01 December, 2014

Algo para quemar



Yo no debería estar en la calle. A veces creo que lo mejor sería internarme. No es que me sienta particularmente peligroso para mí o para el resto (o capaz que sí), sino que me preocupa esa convicción de estar viviendo lo último de cordura que me queda. De sentir algo vivo adentro.
Desde que tengo memoria fui consciente de ese límite, esa constante a la que han llamado el borde del vaso, y supe reconocerme y medirme en su distancia. Ahora esa presencia habita mi cuerpo, y a medida que la espera se acorta, puedo escuchar (y entender) a las voces. Y de alguna forma, está todo más claro. Pero no soy una bomba de tiempo.

Es algo que podría haberme sacado cualquier médico. No quise, no lo quise. Tuve pánico a que me intervinieran. Preferí esconderlo todo antes que mirar cómo me cambiaban, mientras mis ojos deambulaban por el mundo buscando algo para quemar. Sonreía, mientras tanto, y respondía siempre que sí.
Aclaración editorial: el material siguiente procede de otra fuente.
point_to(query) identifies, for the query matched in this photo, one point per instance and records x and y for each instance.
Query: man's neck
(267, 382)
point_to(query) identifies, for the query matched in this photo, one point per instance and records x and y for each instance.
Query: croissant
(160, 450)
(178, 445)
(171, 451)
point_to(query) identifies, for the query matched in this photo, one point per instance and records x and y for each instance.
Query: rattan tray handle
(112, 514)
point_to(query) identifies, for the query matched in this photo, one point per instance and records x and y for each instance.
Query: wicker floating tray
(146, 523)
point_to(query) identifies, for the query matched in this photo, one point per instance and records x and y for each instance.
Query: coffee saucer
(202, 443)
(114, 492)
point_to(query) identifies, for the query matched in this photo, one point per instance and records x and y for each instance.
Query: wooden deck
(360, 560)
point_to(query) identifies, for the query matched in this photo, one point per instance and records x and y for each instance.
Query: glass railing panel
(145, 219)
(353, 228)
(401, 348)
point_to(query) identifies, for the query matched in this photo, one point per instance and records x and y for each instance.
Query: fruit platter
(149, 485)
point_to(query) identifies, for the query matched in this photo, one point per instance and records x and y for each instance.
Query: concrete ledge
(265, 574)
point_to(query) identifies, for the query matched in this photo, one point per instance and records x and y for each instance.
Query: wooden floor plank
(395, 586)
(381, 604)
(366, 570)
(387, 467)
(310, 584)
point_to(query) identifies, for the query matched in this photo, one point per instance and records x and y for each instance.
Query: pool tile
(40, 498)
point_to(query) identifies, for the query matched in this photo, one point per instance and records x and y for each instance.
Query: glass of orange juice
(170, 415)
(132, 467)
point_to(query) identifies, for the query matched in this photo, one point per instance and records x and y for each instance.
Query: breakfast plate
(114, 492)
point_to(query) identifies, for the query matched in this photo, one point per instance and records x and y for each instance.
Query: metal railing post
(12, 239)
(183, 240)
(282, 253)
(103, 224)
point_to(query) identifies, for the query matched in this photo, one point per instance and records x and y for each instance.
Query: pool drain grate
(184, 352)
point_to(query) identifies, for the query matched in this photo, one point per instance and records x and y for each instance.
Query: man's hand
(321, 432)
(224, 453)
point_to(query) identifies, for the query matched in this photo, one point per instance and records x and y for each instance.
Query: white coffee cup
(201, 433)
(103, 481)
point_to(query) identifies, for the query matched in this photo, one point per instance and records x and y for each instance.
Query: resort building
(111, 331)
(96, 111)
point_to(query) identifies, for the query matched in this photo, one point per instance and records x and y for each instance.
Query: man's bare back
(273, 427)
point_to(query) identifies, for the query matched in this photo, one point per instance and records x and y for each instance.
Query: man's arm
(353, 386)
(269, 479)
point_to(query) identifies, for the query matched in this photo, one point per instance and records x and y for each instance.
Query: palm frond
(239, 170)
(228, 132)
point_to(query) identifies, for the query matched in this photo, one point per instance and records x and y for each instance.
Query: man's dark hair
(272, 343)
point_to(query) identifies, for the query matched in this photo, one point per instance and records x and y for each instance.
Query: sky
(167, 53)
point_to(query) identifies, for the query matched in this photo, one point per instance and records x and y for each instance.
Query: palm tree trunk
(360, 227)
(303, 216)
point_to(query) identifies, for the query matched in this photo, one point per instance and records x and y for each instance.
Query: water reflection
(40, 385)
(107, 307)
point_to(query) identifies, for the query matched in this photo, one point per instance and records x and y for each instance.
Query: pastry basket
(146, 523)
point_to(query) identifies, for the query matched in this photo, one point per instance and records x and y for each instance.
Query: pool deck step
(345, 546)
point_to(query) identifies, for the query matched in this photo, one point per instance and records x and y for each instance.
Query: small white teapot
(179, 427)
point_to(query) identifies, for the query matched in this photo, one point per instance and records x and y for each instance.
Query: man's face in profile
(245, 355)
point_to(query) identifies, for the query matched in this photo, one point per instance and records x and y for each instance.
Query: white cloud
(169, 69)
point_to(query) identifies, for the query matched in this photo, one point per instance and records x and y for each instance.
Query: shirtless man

Aguanté la respiración lo suficiente, y superé los exámenes de aptitud (o mediocridad) necesarios para no levantar sospechas. Pero no era una bomba de tiempo. Era, más bien, como el furor constante de un fuego blanco sin llama; una radiación antinatural, que lastima lo que toca sin dar ningún calor.
Abandoné la cordura de joven, como quien pierde la fe. Desde entonces, fingí sostenerme en un punto medio. Ahora mi hipocresía cuelga de un hilito, y no me da miedo; lo que me preocupa es saber lo poco que hace falta para que un hombre se rinda ante alguna de las muchas formas de locura que lo acechan.
Habito con un pié en la tierra de los enfermos; la locura tiene lo irreversible de la muerte, y eso lo sabemos todos. Pero tampoco abandono (o resigno) esta vida que conozco, las convenciones sociales. Acá nunca tuve lugar, allá me están esperando. Y todos los días que pasan, resisto con más o menos esfuerzo (con más o menos ayuda) la tentación a ceder por sentir que lo único que me retiene es la cobardía.